Of course, the foregoing rule does not prevent the courts from examining the immediate objectives and ultimate effect of legislation for purposes of determining its validity, and laws which have a clear discriminatory purpose *873and effect will be held invalid as a denial of equal protection. (See, e.g., Mulkey v. Reitman, 64 Cal.2d 529, 533-536 [50 Cal.Rptr. 881, 413 P.2d 825], affd. sub nom. Reitman v. Mulkey, 387 U.S. 369 [18 L.Ed.2d 830, 87 S.Ct. 1627], and Truax v. Raich, 239 U.S. 33 [60 L.Ed. 131, 36 S.Ct 7], cited by the majority.) A statute which is seemingly valid on its face may violate equal protection principles if applied or enforced in a discriminatory manner. (Brock v. Superior Court, 12 Cal.2d 605, 610 [86 P.2d 805]; City of Banning v. Desert Outdoor Advertising, Inc., 209 Cal.App.2d 152, 154 [25 Cal.Rptr. 621].) However, “A discriminatory intent or purpose is not presumed. [Citations.] To the contrary, the good faith of those enforcing the law and the validity of their action in the premises are presumed. [Citation.] The burden of proving discrimination is upon the complaining party. [Citation.]” (City of Banning, supra, p. 155; see 11 Cal.Jur.2d Constitutional Law, §§ 74-79, and cases cited.)
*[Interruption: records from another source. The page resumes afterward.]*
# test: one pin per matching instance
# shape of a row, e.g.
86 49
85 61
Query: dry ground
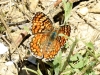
16 19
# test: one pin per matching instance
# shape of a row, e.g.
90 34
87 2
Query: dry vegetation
15 32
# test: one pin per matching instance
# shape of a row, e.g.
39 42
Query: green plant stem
68 58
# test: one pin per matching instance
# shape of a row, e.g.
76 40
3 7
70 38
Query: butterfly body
46 41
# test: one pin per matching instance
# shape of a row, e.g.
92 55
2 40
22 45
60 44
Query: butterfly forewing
46 43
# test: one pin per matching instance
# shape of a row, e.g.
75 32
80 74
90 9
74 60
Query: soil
15 30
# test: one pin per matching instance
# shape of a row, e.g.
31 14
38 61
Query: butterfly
46 41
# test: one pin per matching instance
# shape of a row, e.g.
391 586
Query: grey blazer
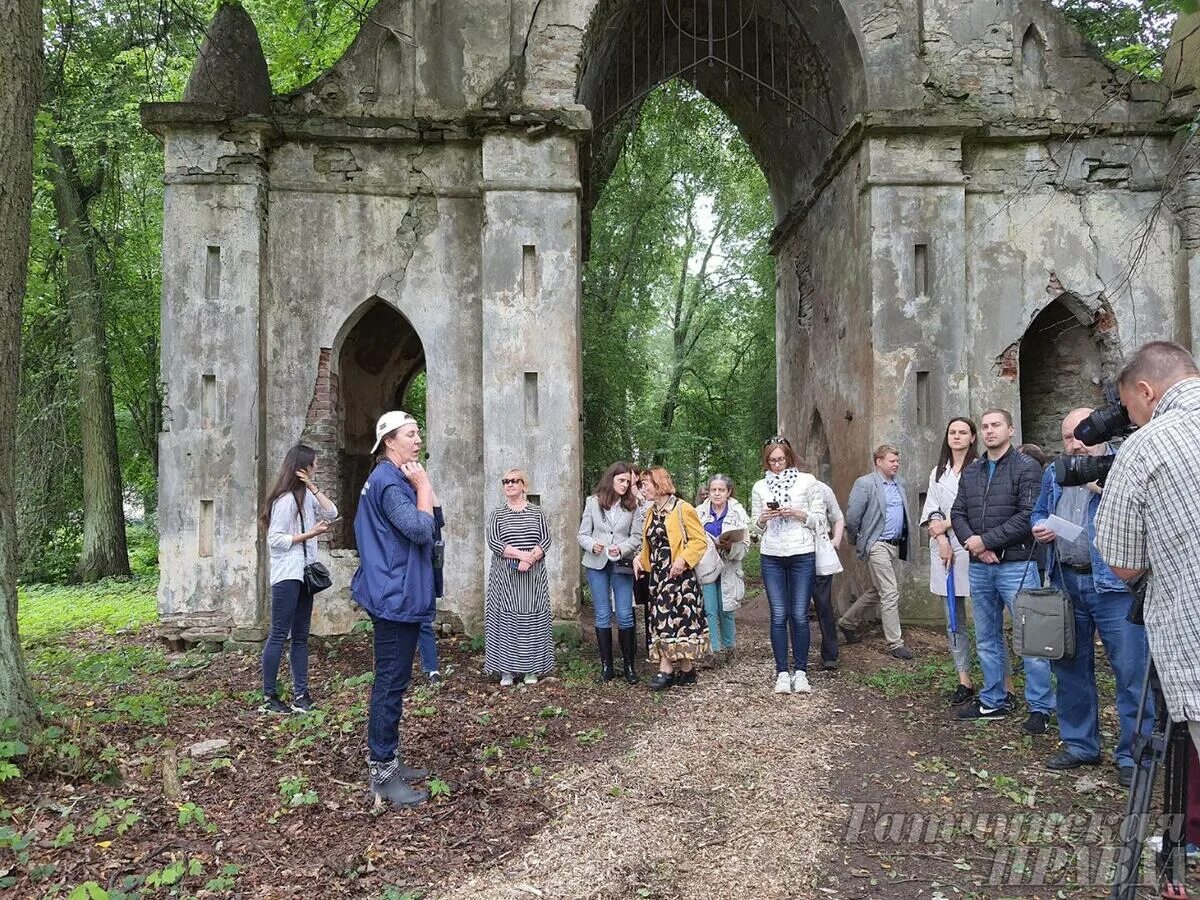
865 510
610 527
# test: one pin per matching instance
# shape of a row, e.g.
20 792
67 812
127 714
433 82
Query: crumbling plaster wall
1041 208
214 244
400 223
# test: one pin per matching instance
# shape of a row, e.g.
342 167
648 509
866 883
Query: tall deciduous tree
21 73
105 551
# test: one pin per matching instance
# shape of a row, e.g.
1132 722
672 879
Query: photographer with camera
1147 517
1101 601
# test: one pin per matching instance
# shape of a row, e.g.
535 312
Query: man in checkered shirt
1150 515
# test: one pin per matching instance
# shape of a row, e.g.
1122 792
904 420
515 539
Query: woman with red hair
672 544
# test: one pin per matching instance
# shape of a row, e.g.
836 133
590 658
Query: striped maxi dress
517 629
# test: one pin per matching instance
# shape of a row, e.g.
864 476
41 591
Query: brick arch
1069 349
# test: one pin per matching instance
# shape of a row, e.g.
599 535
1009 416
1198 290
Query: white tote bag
827 562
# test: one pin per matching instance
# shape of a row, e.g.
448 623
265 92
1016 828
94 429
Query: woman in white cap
395 528
517 628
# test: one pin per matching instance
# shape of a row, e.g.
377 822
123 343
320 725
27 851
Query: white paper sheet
1062 528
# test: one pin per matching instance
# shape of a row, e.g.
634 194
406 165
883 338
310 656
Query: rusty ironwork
748 39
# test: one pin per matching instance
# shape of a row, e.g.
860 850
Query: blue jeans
1126 648
427 646
993 588
291 615
721 630
605 582
789 583
395 645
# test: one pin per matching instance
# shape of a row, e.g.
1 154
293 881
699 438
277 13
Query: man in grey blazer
880 521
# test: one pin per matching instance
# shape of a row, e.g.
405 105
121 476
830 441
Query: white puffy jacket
790 537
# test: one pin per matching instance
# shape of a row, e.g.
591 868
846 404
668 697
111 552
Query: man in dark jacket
395 528
991 520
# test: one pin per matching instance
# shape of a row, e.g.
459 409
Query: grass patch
46 612
901 682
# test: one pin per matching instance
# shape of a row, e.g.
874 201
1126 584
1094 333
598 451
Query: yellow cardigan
688 541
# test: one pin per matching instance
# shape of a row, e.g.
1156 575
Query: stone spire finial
231 71
1181 69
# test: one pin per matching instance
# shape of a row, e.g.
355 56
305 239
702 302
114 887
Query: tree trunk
105 551
21 77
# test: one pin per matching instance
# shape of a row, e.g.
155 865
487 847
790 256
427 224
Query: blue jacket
395 575
1048 502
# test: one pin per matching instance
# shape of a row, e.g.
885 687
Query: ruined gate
941 172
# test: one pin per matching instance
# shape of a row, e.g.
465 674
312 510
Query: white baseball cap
388 423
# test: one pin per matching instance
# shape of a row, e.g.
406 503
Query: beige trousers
883 593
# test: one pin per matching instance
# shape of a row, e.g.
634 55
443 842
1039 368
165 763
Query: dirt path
725 793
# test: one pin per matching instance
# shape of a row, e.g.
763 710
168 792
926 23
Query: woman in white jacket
295 514
611 535
958 453
790 513
727 523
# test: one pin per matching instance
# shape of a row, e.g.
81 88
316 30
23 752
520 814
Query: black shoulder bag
316 574
1044 619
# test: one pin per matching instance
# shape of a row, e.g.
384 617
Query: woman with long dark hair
611 534
295 513
958 451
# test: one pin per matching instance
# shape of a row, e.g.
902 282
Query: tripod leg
1147 753
1171 858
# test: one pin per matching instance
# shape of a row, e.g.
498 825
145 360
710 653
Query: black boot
388 786
604 641
628 639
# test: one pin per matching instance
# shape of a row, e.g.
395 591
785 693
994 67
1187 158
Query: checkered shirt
1150 519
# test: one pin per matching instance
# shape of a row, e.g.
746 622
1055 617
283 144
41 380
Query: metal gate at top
737 35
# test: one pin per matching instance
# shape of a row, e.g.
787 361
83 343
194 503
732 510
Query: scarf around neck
780 485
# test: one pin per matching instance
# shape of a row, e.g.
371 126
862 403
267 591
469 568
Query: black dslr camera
1107 424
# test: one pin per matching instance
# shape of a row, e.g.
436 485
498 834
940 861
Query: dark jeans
789 583
822 598
291 615
395 646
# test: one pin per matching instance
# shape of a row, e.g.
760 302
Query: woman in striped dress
517 628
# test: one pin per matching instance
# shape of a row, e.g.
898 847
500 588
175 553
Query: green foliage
46 612
1133 34
294 791
678 299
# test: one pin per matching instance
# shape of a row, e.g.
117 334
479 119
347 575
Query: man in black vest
991 520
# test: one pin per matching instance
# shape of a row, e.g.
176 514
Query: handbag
316 574
827 559
1044 622
709 567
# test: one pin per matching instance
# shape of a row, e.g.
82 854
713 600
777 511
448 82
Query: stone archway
378 358
448 161
1067 354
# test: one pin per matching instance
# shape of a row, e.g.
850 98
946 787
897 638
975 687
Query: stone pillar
1185 202
531 327
918 323
210 450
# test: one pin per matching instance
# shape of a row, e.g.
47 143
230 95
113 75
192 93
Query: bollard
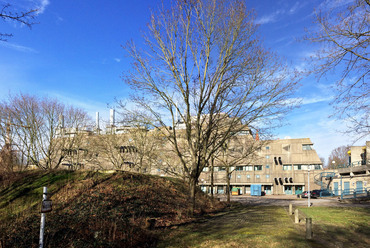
309 228
296 216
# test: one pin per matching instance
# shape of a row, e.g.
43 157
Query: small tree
203 76
343 35
339 156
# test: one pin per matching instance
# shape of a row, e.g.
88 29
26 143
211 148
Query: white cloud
270 18
17 47
41 5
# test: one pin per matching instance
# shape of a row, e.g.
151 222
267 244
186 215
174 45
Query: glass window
307 147
258 167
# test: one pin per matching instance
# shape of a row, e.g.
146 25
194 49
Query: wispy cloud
17 47
41 5
268 18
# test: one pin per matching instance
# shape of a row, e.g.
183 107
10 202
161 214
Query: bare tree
203 76
344 37
239 150
339 156
36 131
8 13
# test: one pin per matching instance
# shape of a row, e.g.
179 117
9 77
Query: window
307 147
258 167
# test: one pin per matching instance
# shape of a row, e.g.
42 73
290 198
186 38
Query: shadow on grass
240 227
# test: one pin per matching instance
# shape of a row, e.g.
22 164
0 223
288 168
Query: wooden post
43 215
309 228
296 216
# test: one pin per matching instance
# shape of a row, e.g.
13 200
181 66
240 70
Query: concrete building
280 167
354 177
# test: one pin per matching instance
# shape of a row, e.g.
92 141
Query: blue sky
75 54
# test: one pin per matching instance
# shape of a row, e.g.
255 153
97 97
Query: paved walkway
285 200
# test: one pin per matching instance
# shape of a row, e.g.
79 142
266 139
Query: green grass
92 209
239 227
341 226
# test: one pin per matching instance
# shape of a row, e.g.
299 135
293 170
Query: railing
355 193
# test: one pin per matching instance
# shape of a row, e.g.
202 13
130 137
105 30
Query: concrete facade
281 167
354 177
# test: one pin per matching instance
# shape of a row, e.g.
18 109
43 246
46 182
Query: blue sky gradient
75 55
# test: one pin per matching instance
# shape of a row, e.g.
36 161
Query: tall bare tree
8 13
203 75
343 33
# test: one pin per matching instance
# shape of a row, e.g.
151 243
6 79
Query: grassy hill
93 209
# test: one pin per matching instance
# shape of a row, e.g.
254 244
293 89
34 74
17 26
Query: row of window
260 167
306 147
257 176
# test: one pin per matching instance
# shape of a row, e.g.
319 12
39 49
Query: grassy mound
93 209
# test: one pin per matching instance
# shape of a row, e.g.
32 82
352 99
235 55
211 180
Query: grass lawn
340 226
240 227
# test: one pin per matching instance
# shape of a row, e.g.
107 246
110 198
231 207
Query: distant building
354 177
280 167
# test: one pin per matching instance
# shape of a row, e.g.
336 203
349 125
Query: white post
43 215
308 191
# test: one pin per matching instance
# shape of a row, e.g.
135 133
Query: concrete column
309 232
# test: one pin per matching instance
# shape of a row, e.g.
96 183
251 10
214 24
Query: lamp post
308 191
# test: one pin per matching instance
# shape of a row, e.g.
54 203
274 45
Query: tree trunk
212 180
228 184
193 185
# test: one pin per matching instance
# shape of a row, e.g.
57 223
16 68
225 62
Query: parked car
319 193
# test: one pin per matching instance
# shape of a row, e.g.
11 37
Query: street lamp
308 191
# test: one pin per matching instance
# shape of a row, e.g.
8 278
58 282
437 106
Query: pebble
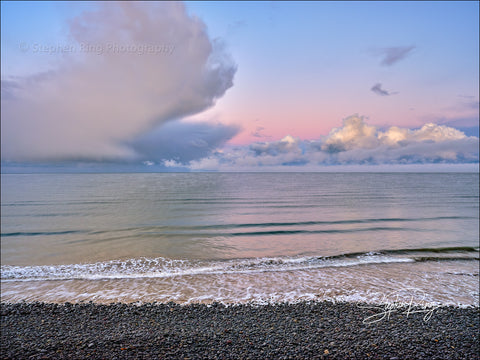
283 331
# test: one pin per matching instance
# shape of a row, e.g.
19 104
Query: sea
236 238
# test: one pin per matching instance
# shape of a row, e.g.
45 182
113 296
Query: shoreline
304 330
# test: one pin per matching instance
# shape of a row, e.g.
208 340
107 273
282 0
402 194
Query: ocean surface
240 237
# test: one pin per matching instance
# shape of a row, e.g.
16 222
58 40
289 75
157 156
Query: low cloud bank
355 143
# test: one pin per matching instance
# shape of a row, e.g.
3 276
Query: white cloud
97 102
355 143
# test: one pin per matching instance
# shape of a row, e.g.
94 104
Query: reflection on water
75 219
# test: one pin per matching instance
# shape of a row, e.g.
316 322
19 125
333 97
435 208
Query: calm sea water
230 237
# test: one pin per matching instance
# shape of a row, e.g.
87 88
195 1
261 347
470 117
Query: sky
240 86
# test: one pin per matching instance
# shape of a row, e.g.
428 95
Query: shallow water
202 237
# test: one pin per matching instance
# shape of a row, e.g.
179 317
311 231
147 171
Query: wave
266 228
162 267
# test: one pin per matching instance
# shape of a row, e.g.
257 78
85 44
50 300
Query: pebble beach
306 330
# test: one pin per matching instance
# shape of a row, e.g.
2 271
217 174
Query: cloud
355 143
377 89
181 142
392 55
137 65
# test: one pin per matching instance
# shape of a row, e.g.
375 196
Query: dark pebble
307 330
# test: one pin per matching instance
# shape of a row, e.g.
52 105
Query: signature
394 302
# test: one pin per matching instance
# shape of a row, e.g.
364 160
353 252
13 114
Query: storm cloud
136 66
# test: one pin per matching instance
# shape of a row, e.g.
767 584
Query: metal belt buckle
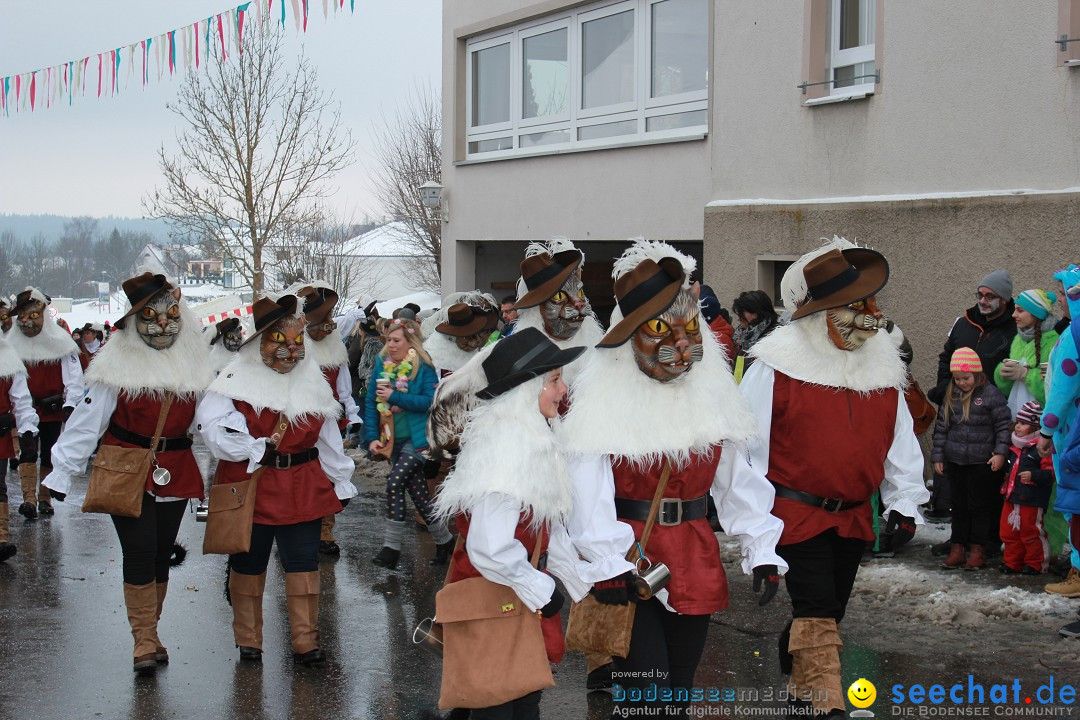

The majority would ignore the foregoing rules and presumptions, and would presume instead that the city officials and law enforcement officers have restricted or will restrict the applicability of the ordinance to hippies only. However, that premise is not even remotely supported by the declaration of urgency upon which the majority rely. The declaration simply recites the facts which induced city to conclude that the ordinance should take immediate effect, namely, that city had become inundated by persons (i.e., “hippies”) who were destroying public property. Government Code section 36937 required the city to state “the facts constituting the urgency” in order to permit the ordinance to take immediate effect The city council complied with that section, stated the facts, and enacted an ordinance which applies to, and is enforceable against, any person who violates its provisions. Neither the city council, the city itself, nor its inhabitants, should be penalized and their ordinance rendered totally void merely because the declaration harmlessly, though perhaps unfairly, characterized as “undesirable” and “unsanitary” those persons who, by their conduct, created the urgent situation which the ordinance was designed to correct. In the absence of any evidence whatsoever that Carmel’s ordinance has been unevenly applied against them, and in the face of a presumption to the contrary, it seems apparent that the majority’s holding is totally unfounded.

Of course, the unfortunate result of this rash holding is to invalidate, in its entirety, comprehensive and urgently needed legislation aimed at preserving one of California’s most attractive communities. Although the majority do not so state, it seems implicit in their contention that Carmel ultimately may undo the taint created by its declaration of urgency by repealing the ordinance and declaration, and thereafter enacting identical legislation in its place, without derogatory references to the youthful visitors of whom the majority appear to be so solicitous. To rule otherwise would be unthinkable, *874for we would tie Carmel’s hands indefinitely and prevent the city from ever protecting its parks and property from an assault which, giving city’s declaration the credence it deserves, is imminent, continuing and devastating. Thus the ultimate effect of the majority’s holding in this case will be to require the City of Carmel to repeal, and thereupon to reenact, the same ordinance. In my view, the Constitution does not require such an unproductive result.

Wright, C. J., and McComb, J., concurred.

The majority suggest (fn. 4) that it is significant that the ordinance does not prohibit standing or running on the grass. However, the city council could legitimately conclude that the greater danger of suffocating the grass would be from persons lying or sitting thereon. “ ‘The Legislature ... is free to recognize degrees of harm and to confine its regulation to those classes of cases in which the need is deemed to be the most evident.’” (In re Ricky H., 2 Cal.3d 513, 521-522 [86 Cal.Rptr. 76, 468 P.2d 204], quoting an earlier case.)